After High School: Life Skills That Matter for Adults With Disabilities in NJ
High school provides structure, routine, and built-in support for young adults with disabilities. When that ends — whether at 18 or 21 — families often wonder: what now? Which skills matter most for adult life, and how do we keep building them without a school system behind us? This guide covers the life skills that make the biggest difference and where to find support in New Jersey.
The Transition Gap
In New Jersey, students with IEPs can remain in school programs until age 21. After that, the structure disappears. There is no automatic next step. Families must actively seek out programs, services, and activities to fill the gap.
This transition period is stressful for families and disorienting for young adults who lose their daily routine overnight. The good news is that life skills can be built at any age — and the earlier families start planning, the smoother the transition feels.
For a deeper look at what happens after aging out of school services, see our page on disability services after age 21 in NJ.
Life Skills That Matter Most
Not every adult needs the same skills, but these categories come up again and again as families plan for adulthood:
Daily routines and self-care. Brushing teeth, getting dressed, preparing a simple meal, managing hygiene — these foundational skills support independence at every level. Even partial independence in self-care reduces stress for both the adult and their family.
Communication and self-advocacy. Being able to express needs, ask for help, and make choices matters enormously in adult settings. This includes learning to use a phone, ask a store employee a question, or tell someone “I need a break.”
Money basics. Recognizing coins and bills, understanding that things cost money, paying for a coffee, or managing a small budget builds real-world confidence. Perfection is not the goal — participation is.
Community navigation. Knowing how to behave in a store, follow simple directions to a familiar location, wait in line, or use a public restroom independently are skills that open up community access.
Social skills and friendship. Making conversation, taking turns, reading basic social cues, and maintaining friendships are skills that school environments support naturally. Without intentional practice, they can fade after graduation.
Safety awareness. Recognizing unsafe situations, knowing what to do if lost, understanding personal boundaries, and identifying trusted people are critical for adults who spend time in the community.
Where Life Skills Get Practiced After School
Life skills are not learned from a workbook. They are practiced in real settings, repeatedly, with support. After high school, adults with disabilities can build skills through:
Community programs. Programs that include cooking, outings, group projects, and social time create natural opportunities for skill practice in a supported environment.
Structured daily routines. A consistent weekly schedule — even two or three days — helps adults maintain the habits they learned in school and build new ones.
Family practice at home. Involving your adult family member in household tasks (setting the table, sorting laundry, watering plants) reinforces independence between program days.
Volunteer and work experiences. Even informal volunteer roles give adults a chance to follow instructions, complete tasks, and interact with people outside their immediate circle.
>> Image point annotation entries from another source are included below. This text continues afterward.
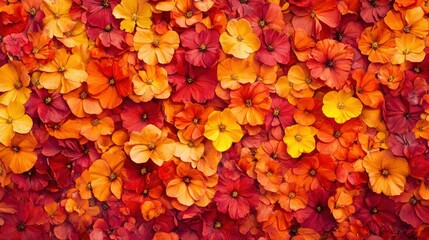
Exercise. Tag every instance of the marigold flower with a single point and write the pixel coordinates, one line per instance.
(341, 106)
(299, 139)
(222, 128)
(154, 48)
(150, 143)
(239, 39)
(134, 13)
(387, 173)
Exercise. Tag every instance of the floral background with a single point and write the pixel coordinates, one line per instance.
(214, 119)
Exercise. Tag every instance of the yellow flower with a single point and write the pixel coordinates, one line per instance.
(13, 120)
(239, 39)
(341, 106)
(222, 128)
(299, 139)
(135, 13)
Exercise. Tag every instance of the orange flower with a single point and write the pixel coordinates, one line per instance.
(188, 186)
(13, 120)
(154, 48)
(20, 156)
(367, 88)
(250, 104)
(408, 48)
(109, 82)
(192, 120)
(134, 13)
(239, 39)
(81, 102)
(14, 83)
(94, 127)
(232, 71)
(57, 19)
(409, 21)
(151, 83)
(377, 43)
(387, 173)
(341, 204)
(222, 128)
(185, 14)
(105, 176)
(65, 73)
(151, 143)
(391, 75)
(292, 197)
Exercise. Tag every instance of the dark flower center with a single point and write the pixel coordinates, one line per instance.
(217, 224)
(47, 100)
(144, 117)
(20, 227)
(234, 194)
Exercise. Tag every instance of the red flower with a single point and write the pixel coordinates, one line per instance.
(236, 197)
(48, 107)
(203, 49)
(136, 116)
(275, 48)
(193, 83)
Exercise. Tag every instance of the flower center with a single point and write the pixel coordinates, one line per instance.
(248, 102)
(222, 128)
(47, 100)
(16, 149)
(202, 48)
(217, 225)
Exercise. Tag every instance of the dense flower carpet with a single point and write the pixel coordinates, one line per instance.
(214, 119)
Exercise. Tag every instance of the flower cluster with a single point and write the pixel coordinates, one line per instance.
(226, 119)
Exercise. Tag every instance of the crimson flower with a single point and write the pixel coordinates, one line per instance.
(136, 116)
(49, 107)
(203, 49)
(275, 48)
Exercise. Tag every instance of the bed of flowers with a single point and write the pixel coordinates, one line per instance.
(214, 119)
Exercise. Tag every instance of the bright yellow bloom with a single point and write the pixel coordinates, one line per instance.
(13, 120)
(154, 48)
(222, 128)
(135, 13)
(65, 73)
(341, 106)
(239, 39)
(299, 139)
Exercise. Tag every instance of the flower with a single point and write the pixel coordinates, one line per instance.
(65, 73)
(275, 49)
(203, 49)
(13, 120)
(155, 48)
(341, 106)
(222, 128)
(105, 176)
(20, 156)
(299, 139)
(150, 143)
(239, 39)
(250, 104)
(387, 173)
(134, 13)
(331, 62)
(14, 83)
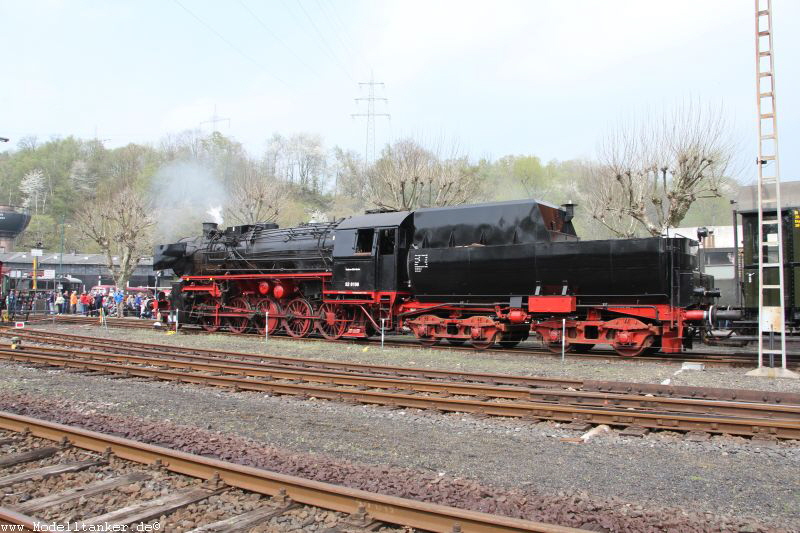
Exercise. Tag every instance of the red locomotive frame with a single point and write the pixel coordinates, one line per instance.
(276, 301)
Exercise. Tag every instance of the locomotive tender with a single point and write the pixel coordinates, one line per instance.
(485, 273)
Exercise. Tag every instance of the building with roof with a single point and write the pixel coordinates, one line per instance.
(89, 268)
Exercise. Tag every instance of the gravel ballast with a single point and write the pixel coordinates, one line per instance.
(745, 482)
(635, 370)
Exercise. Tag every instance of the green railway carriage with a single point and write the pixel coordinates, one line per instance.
(790, 220)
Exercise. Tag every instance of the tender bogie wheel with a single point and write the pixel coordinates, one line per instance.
(332, 322)
(633, 351)
(209, 323)
(299, 318)
(267, 305)
(237, 324)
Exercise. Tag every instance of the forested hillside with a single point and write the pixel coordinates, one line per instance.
(193, 177)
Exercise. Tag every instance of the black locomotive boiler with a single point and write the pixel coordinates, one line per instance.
(483, 274)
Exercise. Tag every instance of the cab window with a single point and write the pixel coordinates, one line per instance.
(364, 241)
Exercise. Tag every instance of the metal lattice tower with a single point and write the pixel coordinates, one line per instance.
(370, 99)
(771, 296)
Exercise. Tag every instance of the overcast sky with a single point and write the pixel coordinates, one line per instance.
(498, 77)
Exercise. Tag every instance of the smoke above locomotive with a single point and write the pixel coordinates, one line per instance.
(484, 273)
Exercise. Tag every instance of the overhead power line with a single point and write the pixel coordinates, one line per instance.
(325, 42)
(278, 39)
(336, 22)
(233, 46)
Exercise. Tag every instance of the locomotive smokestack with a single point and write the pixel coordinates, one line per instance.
(209, 227)
(569, 211)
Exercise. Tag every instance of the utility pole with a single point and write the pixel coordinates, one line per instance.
(370, 99)
(214, 119)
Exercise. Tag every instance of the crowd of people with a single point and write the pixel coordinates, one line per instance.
(110, 302)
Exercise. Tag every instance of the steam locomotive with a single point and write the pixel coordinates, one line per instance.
(484, 274)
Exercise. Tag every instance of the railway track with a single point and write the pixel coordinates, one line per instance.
(349, 368)
(114, 467)
(528, 398)
(708, 358)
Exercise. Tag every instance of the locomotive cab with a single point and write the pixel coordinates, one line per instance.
(369, 252)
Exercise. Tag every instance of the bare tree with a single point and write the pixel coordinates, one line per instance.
(120, 225)
(34, 189)
(255, 195)
(408, 176)
(650, 173)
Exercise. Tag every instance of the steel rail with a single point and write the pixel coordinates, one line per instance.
(391, 509)
(739, 395)
(596, 399)
(708, 358)
(786, 429)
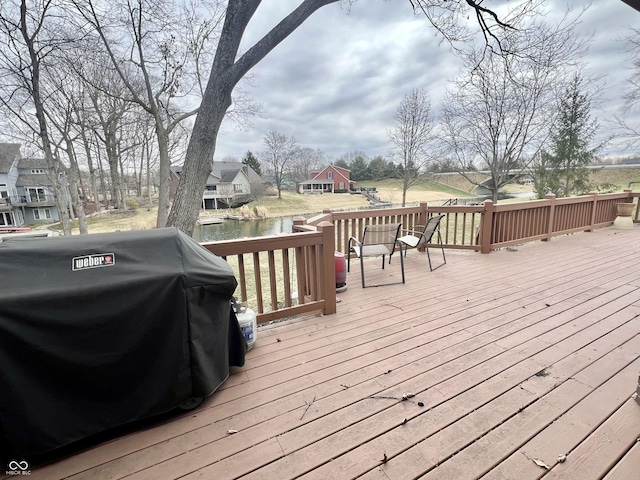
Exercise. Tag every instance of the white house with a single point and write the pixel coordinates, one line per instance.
(26, 189)
(228, 183)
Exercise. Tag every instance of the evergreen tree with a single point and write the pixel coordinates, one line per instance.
(252, 161)
(571, 150)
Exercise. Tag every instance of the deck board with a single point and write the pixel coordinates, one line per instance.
(321, 396)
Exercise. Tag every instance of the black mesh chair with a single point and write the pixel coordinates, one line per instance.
(423, 235)
(377, 240)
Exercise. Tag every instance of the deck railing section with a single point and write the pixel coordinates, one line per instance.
(291, 274)
(295, 273)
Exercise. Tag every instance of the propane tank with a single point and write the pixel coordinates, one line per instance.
(248, 323)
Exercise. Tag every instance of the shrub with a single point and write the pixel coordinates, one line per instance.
(131, 203)
(260, 211)
(245, 212)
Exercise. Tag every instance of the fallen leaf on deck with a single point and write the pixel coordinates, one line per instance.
(540, 463)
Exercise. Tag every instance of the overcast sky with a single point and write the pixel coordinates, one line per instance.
(335, 83)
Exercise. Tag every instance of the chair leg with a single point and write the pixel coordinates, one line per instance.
(442, 248)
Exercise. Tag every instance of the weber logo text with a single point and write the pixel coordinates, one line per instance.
(93, 261)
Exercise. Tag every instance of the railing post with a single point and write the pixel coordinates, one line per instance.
(298, 221)
(552, 215)
(486, 230)
(328, 267)
(594, 208)
(423, 217)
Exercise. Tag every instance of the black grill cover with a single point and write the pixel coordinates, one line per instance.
(100, 330)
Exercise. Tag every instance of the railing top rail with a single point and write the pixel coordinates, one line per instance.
(383, 212)
(260, 244)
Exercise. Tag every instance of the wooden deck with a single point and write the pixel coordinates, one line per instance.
(478, 369)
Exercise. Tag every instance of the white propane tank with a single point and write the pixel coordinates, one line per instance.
(248, 323)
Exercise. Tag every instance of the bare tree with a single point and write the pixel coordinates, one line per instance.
(31, 34)
(166, 44)
(412, 138)
(628, 131)
(229, 68)
(498, 117)
(279, 151)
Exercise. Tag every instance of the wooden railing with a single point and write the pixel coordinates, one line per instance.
(299, 276)
(292, 274)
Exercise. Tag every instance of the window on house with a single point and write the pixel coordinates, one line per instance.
(42, 214)
(6, 218)
(36, 194)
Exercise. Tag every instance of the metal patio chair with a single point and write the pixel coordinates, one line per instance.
(377, 240)
(422, 235)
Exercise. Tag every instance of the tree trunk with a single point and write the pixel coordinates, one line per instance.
(74, 180)
(226, 72)
(164, 174)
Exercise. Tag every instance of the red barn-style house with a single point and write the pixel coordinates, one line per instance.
(330, 179)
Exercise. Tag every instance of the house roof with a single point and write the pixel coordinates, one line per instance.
(343, 172)
(225, 172)
(8, 154)
(26, 163)
(227, 176)
(33, 180)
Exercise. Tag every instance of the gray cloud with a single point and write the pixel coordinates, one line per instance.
(335, 83)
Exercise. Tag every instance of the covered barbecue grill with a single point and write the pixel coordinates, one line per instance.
(100, 330)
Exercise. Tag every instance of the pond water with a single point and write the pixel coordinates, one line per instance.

What a Typical Day Looks Like in a Program
At Lennon’s House in Rockaway, NJ, a sample day blends life-skills practice with recreation and community activities. Adults might prepare a snack together in the morning, head out for a community outing midday, and work on a creative project in the afternoon. The skills are embedded in the activity — not taught in isolation.
This approach works because it mirrors real life. You do not practice “grocery shopping skills” in a classroom. You go to the grocery store.
Planning Ahead: What Families Can Do Now
If your family member is still in school, start exploring options a year or two before graduation. Visit programs, connect with your support coordinator, and begin talking with your family member about what they enjoy and what they want their week to look like.
If your family member has already graduated and you feel behind, you are not. There is no deadline for building life skills. The right program and the right support can make a meaningful difference at any age.
The NJ DDD has resources for families in the transition period at nj.gov/humanservices/ddd. And our For Families page explains how Lennon’s House supports adults and young adults during and after this transition.
Frequently Asked Questions
What age do school services end in New Jersey?
Students with IEPs can remain in school programs through age 21. After that, school-based services end and families transition to adult services through DDD or other systems.
Is it too late to build life skills after age 21?
No. Adults continue learning throughout their lives. The right environment and consistent practice matter more than age.
How do I find life-skills programs in NJ?
Community programs, day programs, and some recreation departments offer life-skills-focused activities. Your support coordinator can also help identify local options. Lennon’s House in Rockaway can explain which life-skills-focused activities are currently part of its programming.
What should I prioritize first?
Start with skills that increase safety and daily comfort — self-care, communication, and basic safety awareness. Then build outward toward community skills and social confidence.
Can a community program replace school services?
Not exactly — school services include educational components that community programs do not replicate. But community programs provide structure, skill practice, and socialization that help fill the gap after graduation.